As the pipeline process documents, components will be called in the order
they were added to the pipeline.
from pathlib import Path
# Processing one document
nlp("Le patient ne fume pas")
# Processing multiple documents
nlp.pipe([text1, text2])
For more information on how to use the pipeline, refer to the Inference page.
EDS-NLP was designed to facilitate the training and inference of hybrid models that
arbitrarily chain static components or trained deep learning components. Static components are callable objects that take a Doc object as input, perform arbitrary transformations over the input, and return the modified object. [Torch components][edsnlp.core.torch_component.TorchComponent], on the other hand, allow for deep learning operations to be performed on the Doc object and must be trained to be used.
{: style="height:150px" }
Pipelines can be saved and loaded using the save
and load
methods. Following spaCy, the saved pipeline is not a pickled objet but a folder containing the config file, the weights and extra resources for each pipeline. Deep-learning parameters are saved with the safetensors
library to avoid any security issue. This allows for easy inspection and modification of the pipeline, and avoids the execution of arbitrary code when loading a pipeline.

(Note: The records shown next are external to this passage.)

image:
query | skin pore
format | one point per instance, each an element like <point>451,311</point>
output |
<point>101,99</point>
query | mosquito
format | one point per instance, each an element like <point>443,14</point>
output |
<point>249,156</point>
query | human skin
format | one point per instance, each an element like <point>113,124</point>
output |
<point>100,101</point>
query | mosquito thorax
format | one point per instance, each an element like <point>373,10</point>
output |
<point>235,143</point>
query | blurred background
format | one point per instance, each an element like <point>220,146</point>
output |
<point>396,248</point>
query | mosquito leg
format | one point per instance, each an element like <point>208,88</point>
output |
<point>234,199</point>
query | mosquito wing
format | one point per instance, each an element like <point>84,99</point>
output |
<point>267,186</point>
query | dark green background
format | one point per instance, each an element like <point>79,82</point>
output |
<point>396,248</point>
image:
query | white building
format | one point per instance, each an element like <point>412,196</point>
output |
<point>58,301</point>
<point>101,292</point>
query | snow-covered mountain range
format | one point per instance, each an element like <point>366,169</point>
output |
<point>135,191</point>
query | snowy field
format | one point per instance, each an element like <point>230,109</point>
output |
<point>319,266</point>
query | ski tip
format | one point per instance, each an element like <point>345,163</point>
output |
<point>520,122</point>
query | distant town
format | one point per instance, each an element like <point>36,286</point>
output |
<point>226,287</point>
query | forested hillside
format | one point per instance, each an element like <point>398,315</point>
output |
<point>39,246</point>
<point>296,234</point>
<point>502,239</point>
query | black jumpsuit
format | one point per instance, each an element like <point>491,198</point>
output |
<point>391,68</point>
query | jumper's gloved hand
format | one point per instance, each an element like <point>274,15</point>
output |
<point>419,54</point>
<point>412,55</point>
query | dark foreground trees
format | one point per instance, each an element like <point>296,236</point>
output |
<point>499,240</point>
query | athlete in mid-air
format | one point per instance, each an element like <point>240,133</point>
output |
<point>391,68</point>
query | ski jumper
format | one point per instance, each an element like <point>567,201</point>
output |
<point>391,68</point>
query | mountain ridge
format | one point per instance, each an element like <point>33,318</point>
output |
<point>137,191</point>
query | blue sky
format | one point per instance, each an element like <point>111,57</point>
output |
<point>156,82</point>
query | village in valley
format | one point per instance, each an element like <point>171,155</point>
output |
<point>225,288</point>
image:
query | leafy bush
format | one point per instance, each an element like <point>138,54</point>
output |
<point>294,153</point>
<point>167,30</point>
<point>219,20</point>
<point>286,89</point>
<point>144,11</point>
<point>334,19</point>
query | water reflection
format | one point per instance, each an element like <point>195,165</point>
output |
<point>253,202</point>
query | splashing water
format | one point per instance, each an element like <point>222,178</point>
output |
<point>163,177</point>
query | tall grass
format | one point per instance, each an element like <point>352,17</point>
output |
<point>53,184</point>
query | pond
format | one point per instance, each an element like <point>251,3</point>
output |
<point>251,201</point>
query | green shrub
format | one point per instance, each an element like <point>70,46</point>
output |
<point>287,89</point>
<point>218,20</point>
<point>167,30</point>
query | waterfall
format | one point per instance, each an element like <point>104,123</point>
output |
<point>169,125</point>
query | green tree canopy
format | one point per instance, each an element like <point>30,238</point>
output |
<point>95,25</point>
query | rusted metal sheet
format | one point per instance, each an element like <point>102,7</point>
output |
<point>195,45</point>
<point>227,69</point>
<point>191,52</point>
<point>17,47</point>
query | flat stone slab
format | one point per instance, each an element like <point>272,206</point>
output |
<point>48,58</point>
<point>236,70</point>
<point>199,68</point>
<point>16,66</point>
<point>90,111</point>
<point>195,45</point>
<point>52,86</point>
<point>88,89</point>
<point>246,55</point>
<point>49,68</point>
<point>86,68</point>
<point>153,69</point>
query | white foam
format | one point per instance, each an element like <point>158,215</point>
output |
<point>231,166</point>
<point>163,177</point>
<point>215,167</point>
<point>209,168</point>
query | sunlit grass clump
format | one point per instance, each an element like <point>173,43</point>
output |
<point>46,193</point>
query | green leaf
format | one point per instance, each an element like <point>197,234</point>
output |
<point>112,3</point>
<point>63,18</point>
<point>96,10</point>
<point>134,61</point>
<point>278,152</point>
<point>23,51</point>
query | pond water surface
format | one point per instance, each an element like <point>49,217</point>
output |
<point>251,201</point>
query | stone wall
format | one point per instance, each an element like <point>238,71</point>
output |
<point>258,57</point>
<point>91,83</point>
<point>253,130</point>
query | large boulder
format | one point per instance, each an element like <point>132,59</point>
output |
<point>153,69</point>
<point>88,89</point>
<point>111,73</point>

nlp.to_disk("path/to/your/model")
nlp = edsnlp.load("path/to/your/model")
To share the pipeline and turn it into a pip installable package, you can use the package
method, which will use or create a pyproject.toml file, fill it accordingly, and create a wheel file. At the moment, we only support the poetry package manager.
nlp.package(
name="your-package-name", # leave None to reuse name in pyproject.toml
version="0.0.1",
root_dir="path/to/project/root", # optional, to retrieve an existing pyproject.toml file
# if you don't have a pyproject.toml, you can provide the metadata here instead
metadata=dict(
authors="Firstname Lastname <your.email@domain.fr>",
description="A short description of your package",
),
)
This will create a wheel file in the root_dir/dist folder, which you can share and install with pip.